The presence of inflammation significantly influences the development and progression of DFU (7–9). Clinicians commonly utilize laboratory markers such as white blood cell (WBC) count, C-reactive protein (CRP) level, and erythrocyte sedimentation rate to monitor levels of inflammation (10, 11). There has been a steady increase in research showing that certain inflammatory biomarkers, including CRP, procalcitonin (PTC), malondialdehyde and tumor necrosis factor-alpha, are associated with an elevated risk of DFU over time (9, 12–15). However, despite the close association of inflammatory markers with the diagnosis and prognosis of DFU, there currently lacks a specific inflammatory indicator.
The monocyte-to-lymphocyte ratio (MLR) has emerged as a novel and promising inflammatory marker, obtained by dividing the absolute monocyte and lymphocyte counts in blood samples (16). It has been widely studied in various inflammation-related disorders, such as cancer, tuberculosis and cardiovascular diseases, and has proven to be a reliable biomarker of systemic inflammation (17–19). Elevated MLR has been associated with poor prognosis and accelerated disease progression in several disorders, including acute kidney injury and hematoma after cerebral contusion (20, 21). Recently, some studies have shown that the MLR is associated with the occurrence and progression of diabetes complications, including diabetic nephropathy, diabetic retinopathy (DR), and PAD (7, 22–24).It is reasonable to assume that MLR may play a significant role in the onset and progression of DFU, given the mounting body of research emphasizing its importance in diabetes complications (7, 22–24). However, it is currently unclear whether there is a relationship between MLR and the occurrence and progression of DFU.
In order to comprehensively elucidate this interaction, more research is required to determine the precise connection between MLR and DFU. This study aimed to evaluate MLR’s clinical and predictive value in diabetic patients with DFU. We aimed to clarify the possible function of MLR as a prognostic marker for DFU by assessing MLR levels in a sample of patients and examining their clinical outcomes. This knowledge may have significant effects on early identification, care, and general management of DFU in patients with diabetes.
2 Methods
2.1 Study design and participants
Data on health and nutrition were gathered from Americans as part of the National Health and Nutrition Examination Survey (NHANES). The participants completed questionnaires on their histories and habits, in addition to physical and laboratory examinations.

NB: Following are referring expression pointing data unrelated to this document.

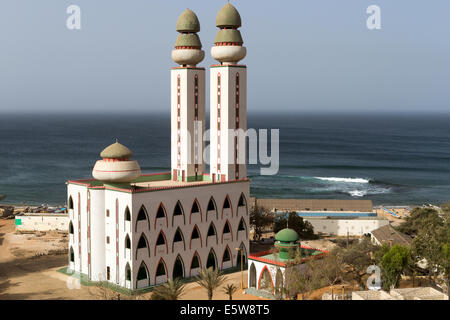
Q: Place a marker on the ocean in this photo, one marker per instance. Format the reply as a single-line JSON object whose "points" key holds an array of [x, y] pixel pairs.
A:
{"points": [[389, 159]]}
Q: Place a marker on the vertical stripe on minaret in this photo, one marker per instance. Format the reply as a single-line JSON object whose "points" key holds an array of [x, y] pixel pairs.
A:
{"points": [[188, 110], [228, 113]]}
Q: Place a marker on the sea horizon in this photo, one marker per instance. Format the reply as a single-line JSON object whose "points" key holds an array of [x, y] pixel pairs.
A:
{"points": [[389, 158]]}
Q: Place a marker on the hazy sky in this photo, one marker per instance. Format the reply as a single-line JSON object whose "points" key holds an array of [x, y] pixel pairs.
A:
{"points": [[311, 55]]}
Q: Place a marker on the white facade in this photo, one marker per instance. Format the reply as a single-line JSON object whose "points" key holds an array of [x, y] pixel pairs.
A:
{"points": [[228, 112], [42, 222], [340, 227], [187, 122]]}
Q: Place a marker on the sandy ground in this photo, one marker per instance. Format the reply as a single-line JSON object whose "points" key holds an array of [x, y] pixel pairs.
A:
{"points": [[28, 265]]}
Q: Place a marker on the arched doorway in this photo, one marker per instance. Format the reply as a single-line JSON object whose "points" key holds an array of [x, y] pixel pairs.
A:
{"points": [[178, 268], [211, 261], [252, 276]]}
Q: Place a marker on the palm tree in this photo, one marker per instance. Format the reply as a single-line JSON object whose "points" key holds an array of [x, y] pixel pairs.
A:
{"points": [[210, 280], [172, 290], [230, 289]]}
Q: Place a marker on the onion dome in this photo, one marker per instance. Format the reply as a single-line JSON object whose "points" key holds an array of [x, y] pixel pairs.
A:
{"points": [[286, 241], [187, 51], [228, 47], [228, 17], [188, 22], [116, 165], [116, 151]]}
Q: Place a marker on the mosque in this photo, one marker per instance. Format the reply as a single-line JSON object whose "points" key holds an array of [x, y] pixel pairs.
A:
{"points": [[136, 230]]}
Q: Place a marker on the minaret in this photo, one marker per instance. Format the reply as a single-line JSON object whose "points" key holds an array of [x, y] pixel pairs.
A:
{"points": [[228, 109], [187, 102]]}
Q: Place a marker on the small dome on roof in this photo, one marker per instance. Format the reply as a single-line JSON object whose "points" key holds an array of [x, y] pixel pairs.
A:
{"points": [[116, 151], [228, 17], [287, 235], [188, 22]]}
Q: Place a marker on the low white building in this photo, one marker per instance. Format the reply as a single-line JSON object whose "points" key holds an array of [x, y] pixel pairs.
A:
{"points": [[42, 222], [341, 226]]}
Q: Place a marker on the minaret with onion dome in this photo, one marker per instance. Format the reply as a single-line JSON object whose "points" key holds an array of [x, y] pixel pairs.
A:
{"points": [[116, 166], [187, 102], [228, 99]]}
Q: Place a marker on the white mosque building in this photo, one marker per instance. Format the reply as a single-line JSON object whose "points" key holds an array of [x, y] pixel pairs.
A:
{"points": [[136, 230]]}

We used open data from three NHANES cycles (1999–2000, 2001–2002, and 2003–2004) for the analysis. The NHANES website (www.cdc.gov/nchs/nhanes/) provides further details on the data. To participate in the survey, the subjects were required to undergo a blood test. In-person interviews conducted in the participants’ homes were also used to gather data on basic demographics and medical histories.
A stratified multistage probability survey was used in NHANES research to assess the health and nutritional status of non-institutionalized Americans (25). A mobile examination center conducts home visits, screenings, and laboratory tests as part of the NHANES to gather detailed demographic and health data. The National Center for Health Statistics Ethics Review Committee approved the NHANES, and all participants signed written informed consent forms before participating. No additional Institutional Review Board permission was required for the secondary analysis (http://grants.nih.gov/grants/policy/hs/hs_policies.htm). The NHANES website (http://www.cdc.gov/nchs/nhanes.htm) provides access to the NHANES data.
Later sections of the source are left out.